Pediatric Physical Therapist Primary Children's Hospital Cottonwood Heights, UT
Background & Purpose: In the United States, 5/100 children have a moderate to profound hearing loss (HL)1,2. 3.9-16% of newborns are diagnosed with Congenital Muscular Torticollis (CMT)3. The American Physical Therapy Association has no current recommendations for Physical Therapy (PT) treatment of CMT in infants with a concurrent diagnosis of HL2,3. Comorbidities such as visual deficits, neurological or orthopedic concerns, and increased difference in baseline ROM or muscle function are well documented as negative prognostic factors for PT treatment of CMT3,4. HL has not been studied in PT treatment of CMT. This case series examines PT episodes of care and supplemental interventions used for infants with concurrent diagnoses of CMT and HL.

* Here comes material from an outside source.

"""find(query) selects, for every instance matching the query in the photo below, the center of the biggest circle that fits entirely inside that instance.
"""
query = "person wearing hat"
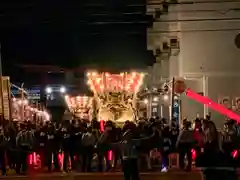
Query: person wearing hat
(129, 148)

Case Description: The case series included infants treated for CMT with confirmed diagnosis of HL through ABR testing. Patients with neurological, visual, and orthopedic diagnoses were excluded. 5 patients met the inclusion/exclusion criteria: Case 1: Grade 5 left typical torticollis with mild left-sided HL (LSHL). Discharged at 16M following 5 PT visits and a TOT collar. Case 2: Grade 1 left typical torticollis with mild right-sided HL (RSHL). Received 2 PT visits before being lost to follow up. Case 3: Grade 1 left typical torticollis with mild-moderate bilateral HL. Discharged at 13M following 13 PT visits. Case 4: Grade 4 left typical torticollis with mild LSHL and moderate RSHL. Discharged at 29M, with 18 PT visits, a TOT collar and botox injections. Mild gross motor delay with independent walking at 18M. Case 5: Grade 1 right typical torticollis with profound bilateral HL. Discharged at 14M following 18 PT visits and a TOT collar. Mild gross motor delay with independent sitting at 8M; age-appropriate gross motor skills at discharge.

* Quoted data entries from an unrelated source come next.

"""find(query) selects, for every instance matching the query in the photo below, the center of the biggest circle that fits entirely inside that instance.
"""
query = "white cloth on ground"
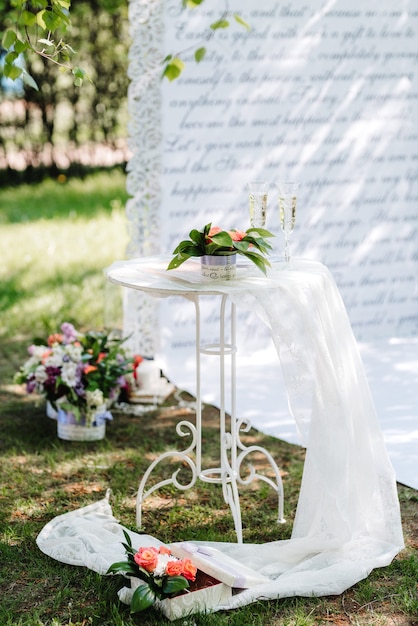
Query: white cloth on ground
(348, 519)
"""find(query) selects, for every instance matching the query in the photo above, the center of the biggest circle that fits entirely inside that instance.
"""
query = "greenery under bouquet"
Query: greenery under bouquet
(77, 372)
(162, 575)
(213, 241)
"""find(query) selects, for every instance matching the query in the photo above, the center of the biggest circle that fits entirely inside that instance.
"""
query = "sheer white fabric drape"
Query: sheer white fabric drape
(347, 520)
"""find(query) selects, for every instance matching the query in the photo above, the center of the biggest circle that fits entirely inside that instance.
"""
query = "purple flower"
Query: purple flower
(69, 332)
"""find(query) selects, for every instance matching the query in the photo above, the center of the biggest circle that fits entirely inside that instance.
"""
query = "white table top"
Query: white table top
(150, 274)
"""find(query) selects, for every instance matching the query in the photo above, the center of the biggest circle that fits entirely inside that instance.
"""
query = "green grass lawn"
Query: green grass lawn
(56, 238)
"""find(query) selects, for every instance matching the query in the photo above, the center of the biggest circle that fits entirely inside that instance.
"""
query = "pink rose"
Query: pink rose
(147, 558)
(174, 568)
(188, 570)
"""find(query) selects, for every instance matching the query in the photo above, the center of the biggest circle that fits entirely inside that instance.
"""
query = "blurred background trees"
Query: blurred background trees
(63, 127)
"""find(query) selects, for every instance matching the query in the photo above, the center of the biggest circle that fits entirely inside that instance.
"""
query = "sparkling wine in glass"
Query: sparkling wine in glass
(258, 203)
(287, 211)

Outcomes: Of the 5 cases: 4 patients were discharged past 1 year old; 3 patients required supplemental intervention of a TOT collar; 1 patient received botox injections; 3 patients received more than 10 physical therapy visits. 2 patients who discharged past 1-year-old and 2 who received TOT collars were classified as Grade 1 torticollis.
Discussion: Abundant research shows that lower grade (1-3) torticollis cases resolve with relatively short episodes of care (EOC)3,5,8. However, in this case series 4 infants were discharged after 1 year old with 2/4 of the patients classified as a Grade 1 torticollis. Despite supplemental interventions being used in only 9% of infants treated for CMT, and primarily in those with greater ROM deficits6,7,8, 3/5 cases in this series required supplemental intervention through TOT collar or botox. This limited evidence suggests that concurrent diagnoses of HL and CMT could lead to extended PT EOC. HL may be a negative prognostic factor in the PT treatment of CMT. Clinicians treating CMT in infants with HL should foster open communication with families and physicians to promote earlier diagnosis of HL and implement more efficient intervention for CMT. More evidence is needed to understand the impact of HL on PT treatment of CMT.